The Hyperloop was originally pitched by Elon Musk back in 2013 as a reaction to California’s High-Speed Rail System, which had gained recent government approval. Musk introduced the Hyperloop as an alternative in his 2013 SpaceX white paper.
Although the jury’s still out on when (and if) a San Francisco to Los Angeles Hyperloop will be built, the first operational Hyperloop is edging closer to reality in India, which is expecting to carry passengers from Mumbai to Pune in just 25 minutes. And, with even more companies entering the fray, including Richard Branson with Virgin Hyperloop One, the concept clearly has legs.
If you’re looking for green technology that’s helping businesses today, then California based Polycom offers an interesting example.
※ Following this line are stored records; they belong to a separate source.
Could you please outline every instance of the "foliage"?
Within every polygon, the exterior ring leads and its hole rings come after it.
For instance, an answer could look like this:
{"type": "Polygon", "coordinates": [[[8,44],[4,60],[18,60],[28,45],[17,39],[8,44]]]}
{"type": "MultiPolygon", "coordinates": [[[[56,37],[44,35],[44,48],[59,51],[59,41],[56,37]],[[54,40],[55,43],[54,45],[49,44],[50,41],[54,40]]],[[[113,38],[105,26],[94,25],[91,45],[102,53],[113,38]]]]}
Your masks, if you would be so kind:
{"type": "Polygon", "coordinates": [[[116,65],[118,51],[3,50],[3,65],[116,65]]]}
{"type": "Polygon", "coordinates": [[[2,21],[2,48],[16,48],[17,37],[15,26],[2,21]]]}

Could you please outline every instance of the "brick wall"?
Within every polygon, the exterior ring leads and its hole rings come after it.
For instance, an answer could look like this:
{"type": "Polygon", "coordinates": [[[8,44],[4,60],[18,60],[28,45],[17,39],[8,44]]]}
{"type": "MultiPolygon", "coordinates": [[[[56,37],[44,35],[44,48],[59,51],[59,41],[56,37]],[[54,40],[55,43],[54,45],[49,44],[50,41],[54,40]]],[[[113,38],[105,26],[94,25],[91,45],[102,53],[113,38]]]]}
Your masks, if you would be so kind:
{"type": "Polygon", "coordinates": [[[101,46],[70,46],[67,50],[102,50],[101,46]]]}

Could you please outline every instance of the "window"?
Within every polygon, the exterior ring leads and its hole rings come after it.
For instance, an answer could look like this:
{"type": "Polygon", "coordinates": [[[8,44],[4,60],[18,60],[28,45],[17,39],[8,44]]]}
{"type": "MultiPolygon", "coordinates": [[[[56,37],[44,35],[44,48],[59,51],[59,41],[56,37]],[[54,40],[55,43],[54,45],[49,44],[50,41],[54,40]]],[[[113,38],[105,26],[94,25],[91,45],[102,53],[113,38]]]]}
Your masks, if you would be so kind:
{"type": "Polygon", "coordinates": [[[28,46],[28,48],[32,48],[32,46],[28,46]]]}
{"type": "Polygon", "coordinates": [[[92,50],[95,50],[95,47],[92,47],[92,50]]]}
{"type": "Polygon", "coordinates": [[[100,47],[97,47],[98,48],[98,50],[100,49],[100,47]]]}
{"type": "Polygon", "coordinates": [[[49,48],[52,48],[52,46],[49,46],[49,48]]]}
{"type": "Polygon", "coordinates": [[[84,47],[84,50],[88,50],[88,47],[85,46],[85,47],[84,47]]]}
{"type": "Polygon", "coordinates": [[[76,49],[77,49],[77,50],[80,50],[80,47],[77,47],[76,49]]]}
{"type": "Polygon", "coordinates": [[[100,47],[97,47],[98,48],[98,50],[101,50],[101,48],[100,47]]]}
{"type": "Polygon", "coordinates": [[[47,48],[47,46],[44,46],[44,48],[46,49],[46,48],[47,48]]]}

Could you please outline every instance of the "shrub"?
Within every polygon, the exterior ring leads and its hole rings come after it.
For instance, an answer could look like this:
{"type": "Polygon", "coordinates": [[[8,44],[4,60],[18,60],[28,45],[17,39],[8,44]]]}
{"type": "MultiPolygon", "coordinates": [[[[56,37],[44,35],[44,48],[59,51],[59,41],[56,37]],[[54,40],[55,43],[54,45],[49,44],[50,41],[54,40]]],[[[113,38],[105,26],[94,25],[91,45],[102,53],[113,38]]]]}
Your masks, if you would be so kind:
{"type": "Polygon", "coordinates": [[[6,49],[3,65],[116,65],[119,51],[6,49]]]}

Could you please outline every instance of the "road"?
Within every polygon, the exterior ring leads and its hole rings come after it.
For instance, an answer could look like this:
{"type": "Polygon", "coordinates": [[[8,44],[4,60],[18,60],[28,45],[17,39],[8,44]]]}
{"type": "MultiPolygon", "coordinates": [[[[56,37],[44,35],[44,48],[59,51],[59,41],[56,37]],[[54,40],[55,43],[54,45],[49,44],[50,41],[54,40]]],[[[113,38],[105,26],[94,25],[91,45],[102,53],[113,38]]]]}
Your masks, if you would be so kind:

They’re helping companies reduce business travel needs by offering more immersive and ‘real’ feeling video conferencing facilities.
They’ve created a digital alternative to boardroom and executive-level meetings, for when apps such as Google Hangouts don’t quite cut the mustard. Their video and voice technology is cutting edge, and their user interfaces are simple, masterable by even the most technologically challenged employee.
They offer a number of interesting workspace solutions, that allow easy and free-flowing conversation between both small and large groups. If employees can connect in a more natural way from afar, then there’s less need for them to meet in person, saving time, money, and reducing travel emissions.
The idea of transporting yourself to another city through a giant tube, or heading to a business meeting in a small electric jet, may still seem a little far-fetched. But until that day comes, there are so many ways, both big and small that you can make a difference by altering your company’s business travel habits.